Sunday, June 10, 2012

Rationale Behind Team B Choosing Blogs as the Highlighted Asynchronous Learning Tool

Learning Team B has chosen to highlight blogging as our asynchronous learning technology tool of choice because it is a very popular and useful way for people to share information including their thoughts and interest in a way that is accessible to a great number of users quickly. The word blog comes from combining the two words “web” and “log” because a blog is how people share a log of their thoughts via the World Wide Web. World Wide Web is not just a catchy phrase; it implies that information once placed on the Internet is accessible anywhere in the world that has Internet access. In our culture of global education this is important because the internet allows us to import and export information from everywhere in virtually no time therefore learners can productively collaborate and interact via the tool of blogging whether in a classroom, plane, train, or in a café. Blogging is present in various forms of social media as Facebook and Twitter are forms of micro blogging.
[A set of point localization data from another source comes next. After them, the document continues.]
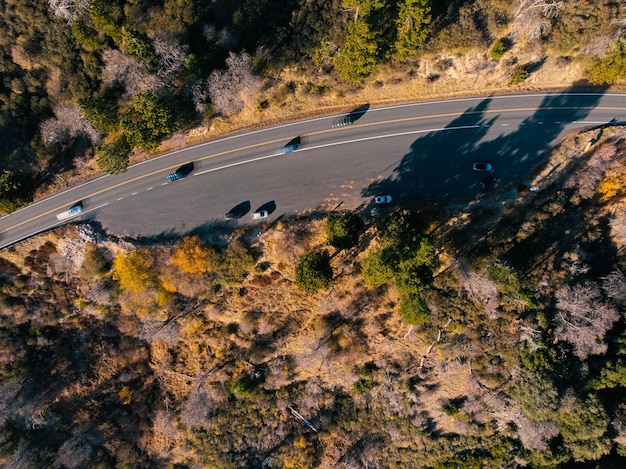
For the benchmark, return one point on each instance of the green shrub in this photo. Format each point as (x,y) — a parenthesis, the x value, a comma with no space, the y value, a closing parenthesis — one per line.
(498,49)
(363,386)
(378,267)
(612,67)
(242,386)
(149,121)
(506,281)
(113,157)
(343,230)
(520,75)
(414,309)
(101,112)
(450,409)
(314,272)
Maheridou, Antoniou, Kourtessis & Avgerinos (2011) in their study on the use of blogs in a distance learning settings quoted (Instone, 2005) stating that blogs, “enable sharing and collaboration between geographically remote users and offer the opportunity for new forms of student-centered pedagogic practices”. Blogging allows learners to be creators and exporters of information not just merely consumers and importers of information. This ties in to student-centered learning because the learner is a more active participant in their learning. When we look at how various people learn, we know that you engage a learner the more they are able to retain information learned from their learning experience.
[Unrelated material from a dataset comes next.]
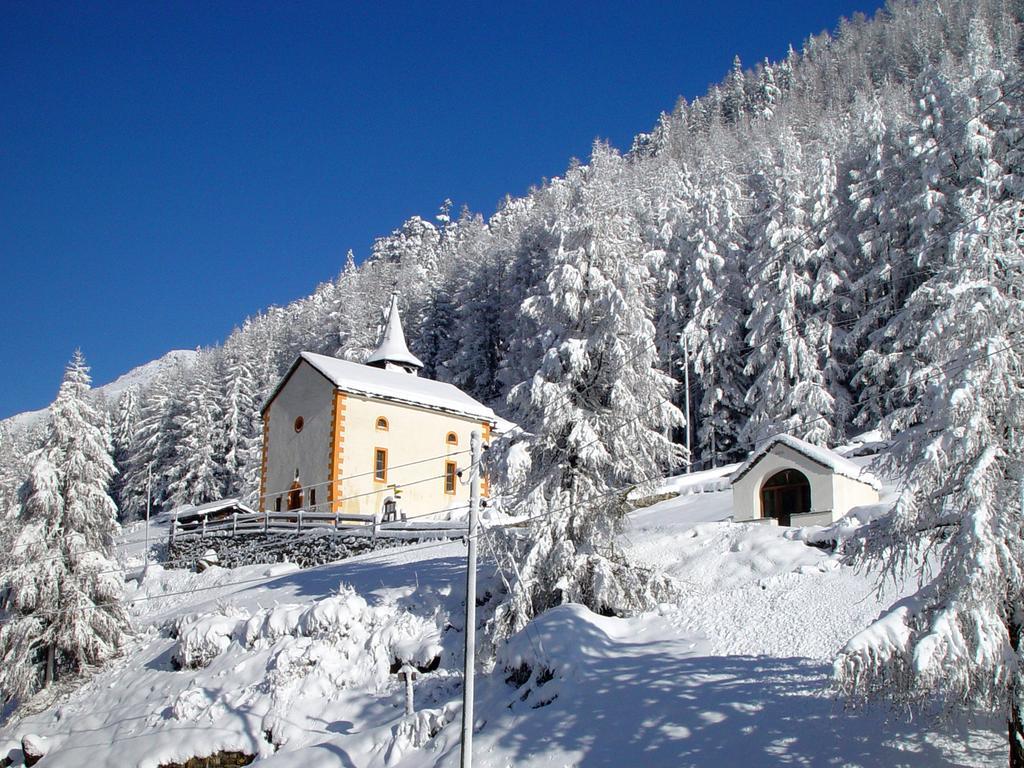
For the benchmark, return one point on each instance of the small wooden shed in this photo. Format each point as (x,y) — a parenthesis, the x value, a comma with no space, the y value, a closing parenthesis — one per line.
(787,481)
Blogging as an asynchronous learning tool allows learners produce information that is accessible to the world and in the production of information the learner is first required to research the subject then create a product that will be available be viewed and commented upon by others. When someone’s work is published for the masses to view and openly criticize, they usually put much more thought and care into its production because our work is a representation of ourselves to people who will probably never meet us.

Video below gives information on how the asynchronous technology tool of blogs can be used in education.


MAHERIDOU, M., ANTONIOU, P., KOURTESSIS, T., & AVGERINOS, A. (2011). BLOGS IN DISTANCE EDUCATION: An Analysis of Physical Educators' Perceptions of Learning. Turkish Online Journal Of Distance Education (TOJDE), 12(1), 95-107.